Fehmi KORU
Türkiye gecikmeli gelen çıldırtıcı sıcaklıklarla baş etme mücadelesinde; zaman zaman gölge sıcaklığı 45 derecelerde seyrediyor. Kimileri kendini denize atıyor, kimileri uyarılara uyup sokağa çıkmıyor; sürekli çalışan klimalar yüzüden elektrik sarfiyatı rekor seviyelere fırlayabilir…
Kimileri de bu sıcakta yürüyor.
Zor bir iş Kemal Kılıçdaroğlu’nun yaptığı; çok zor bir iş…
“Ben de oradaydım” diyebilmek için yanına gelen kalem erbabının izlenimlerini okuyorum; bir-iki kilometrelik yürüyüşün bile canlara ‘tak’dedirtecek bir büyük çile olduğunu haber veya yorumlarına eşlik eden fotoğraflarından anlıyorum. Ünlü isimleri, bu arada izlenim yazacak gazetecileri de, kısa süreliğine ön safa alıyormuş yürüyüş düzeninden sorumlu olanlar, o fotoğraflar o sırada çekiliyormuş…
Kemal Kılıçdaroğlu ise her gün muntazaman kilometrelerce yürüyor. 69 yaşında olmasına rağmen. Üzerinde ‘adalet’ yazan pankart elinde olduğu halde.

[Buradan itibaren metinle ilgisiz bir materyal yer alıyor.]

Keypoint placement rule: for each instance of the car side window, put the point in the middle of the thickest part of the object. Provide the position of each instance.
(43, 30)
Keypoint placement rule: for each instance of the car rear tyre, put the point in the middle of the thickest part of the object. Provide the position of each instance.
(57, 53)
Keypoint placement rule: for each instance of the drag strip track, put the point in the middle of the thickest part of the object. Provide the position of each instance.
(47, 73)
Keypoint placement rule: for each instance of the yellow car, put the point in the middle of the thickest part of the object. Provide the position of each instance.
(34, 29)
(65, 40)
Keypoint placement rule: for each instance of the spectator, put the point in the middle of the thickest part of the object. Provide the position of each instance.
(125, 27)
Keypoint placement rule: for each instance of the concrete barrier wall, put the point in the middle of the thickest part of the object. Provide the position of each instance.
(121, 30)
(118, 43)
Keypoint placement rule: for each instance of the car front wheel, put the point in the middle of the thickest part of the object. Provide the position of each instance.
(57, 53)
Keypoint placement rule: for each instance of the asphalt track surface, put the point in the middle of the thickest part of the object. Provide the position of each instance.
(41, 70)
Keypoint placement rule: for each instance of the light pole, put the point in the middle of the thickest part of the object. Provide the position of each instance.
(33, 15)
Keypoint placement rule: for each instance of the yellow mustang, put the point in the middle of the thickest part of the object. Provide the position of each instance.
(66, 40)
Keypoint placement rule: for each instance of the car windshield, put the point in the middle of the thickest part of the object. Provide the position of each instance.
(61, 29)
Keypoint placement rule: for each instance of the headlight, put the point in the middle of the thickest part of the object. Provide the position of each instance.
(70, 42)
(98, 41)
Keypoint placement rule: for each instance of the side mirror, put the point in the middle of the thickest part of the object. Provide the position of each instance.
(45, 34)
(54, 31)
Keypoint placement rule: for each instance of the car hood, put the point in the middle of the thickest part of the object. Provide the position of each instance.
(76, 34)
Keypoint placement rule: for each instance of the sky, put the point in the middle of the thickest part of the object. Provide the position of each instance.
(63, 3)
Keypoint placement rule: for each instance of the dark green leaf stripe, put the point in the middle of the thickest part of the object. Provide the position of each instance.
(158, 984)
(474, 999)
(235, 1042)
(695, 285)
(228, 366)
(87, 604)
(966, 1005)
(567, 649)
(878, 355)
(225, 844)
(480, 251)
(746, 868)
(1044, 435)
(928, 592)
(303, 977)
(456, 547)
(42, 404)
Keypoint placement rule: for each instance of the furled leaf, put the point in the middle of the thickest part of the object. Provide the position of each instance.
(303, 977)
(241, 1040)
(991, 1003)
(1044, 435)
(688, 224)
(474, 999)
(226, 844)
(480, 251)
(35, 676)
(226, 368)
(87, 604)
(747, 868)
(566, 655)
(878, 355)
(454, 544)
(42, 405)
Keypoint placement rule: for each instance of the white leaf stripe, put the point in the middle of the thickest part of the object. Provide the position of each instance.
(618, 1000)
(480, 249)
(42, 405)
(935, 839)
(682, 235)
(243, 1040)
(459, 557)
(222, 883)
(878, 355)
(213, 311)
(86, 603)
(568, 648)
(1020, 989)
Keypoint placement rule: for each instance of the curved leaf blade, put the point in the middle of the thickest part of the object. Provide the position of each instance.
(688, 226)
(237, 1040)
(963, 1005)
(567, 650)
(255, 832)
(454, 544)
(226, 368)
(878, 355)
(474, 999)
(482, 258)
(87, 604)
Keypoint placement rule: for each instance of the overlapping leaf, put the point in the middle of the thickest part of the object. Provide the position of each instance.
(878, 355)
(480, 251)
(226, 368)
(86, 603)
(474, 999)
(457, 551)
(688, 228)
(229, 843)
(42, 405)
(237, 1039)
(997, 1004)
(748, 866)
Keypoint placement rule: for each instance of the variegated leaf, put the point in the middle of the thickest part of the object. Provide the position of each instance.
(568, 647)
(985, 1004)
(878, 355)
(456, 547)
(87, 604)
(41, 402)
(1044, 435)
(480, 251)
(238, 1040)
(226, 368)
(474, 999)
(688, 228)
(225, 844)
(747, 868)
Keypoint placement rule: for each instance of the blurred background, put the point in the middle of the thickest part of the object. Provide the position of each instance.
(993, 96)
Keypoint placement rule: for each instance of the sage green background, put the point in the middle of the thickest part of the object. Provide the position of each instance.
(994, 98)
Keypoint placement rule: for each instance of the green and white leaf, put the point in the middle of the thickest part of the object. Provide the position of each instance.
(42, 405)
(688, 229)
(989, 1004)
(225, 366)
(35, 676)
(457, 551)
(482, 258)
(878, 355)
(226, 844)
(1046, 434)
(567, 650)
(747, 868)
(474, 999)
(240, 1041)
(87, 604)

Yürüyüş sırasında CHP kimliği geri planda tutuluyor, ‘adalet’ dışında sözler taşıyan pankartlara da izin verilmiyor.
Bir-iki münasebetsiz girişim ve müdahale dışında tepki de almaksızın.
On güne kalmadan, 9 Temmuz günü, Maltepe’ye ulaşıldığında muhalefetin eriştiği en kalabalık bir gruba dönüşmesi bekleniyor Kılıçdaroğlu’nun başını çektiği yürüyüşün…
İktidar partisi rahatsız mı?
Desteğini iktidardan esirgemeyen çevre, yazarı ve gazetecisi, orada büyük bir rahatsızlık yaşandığı izlenimi veriyor.
Her gün Kılıçdaroğlu’nun şahsından hareketle CHP’nin geçmişteki yanlışlarına değinen, orada kalmayıp bugünkü yürüyüşü de sakıncalı bulan değerlendirmeler okuyor, yorumlar dinliyoruz.
AK Parti ise, ilk günlerde verdiği acele tepkilerden sonra, biraz sakinleşti sanki. Partinin resmi sözcüleri, muhalefeti suçlayıcı, yürüyüşü önemsiz gösteren açıklamalar yapmakla yetiniyor; yürüyüşün bir adi vak’aya, bir güvenlik olayına dönüşmemesi için gerekli devlet tedbirini almaktan geri durmuyor hükümet.
Doğru da yapıyor.
Pankartlar üzerinde yazılı o tek sözcük CHP’nin inhisarında değil çünkü: Adalet herkese lâzım.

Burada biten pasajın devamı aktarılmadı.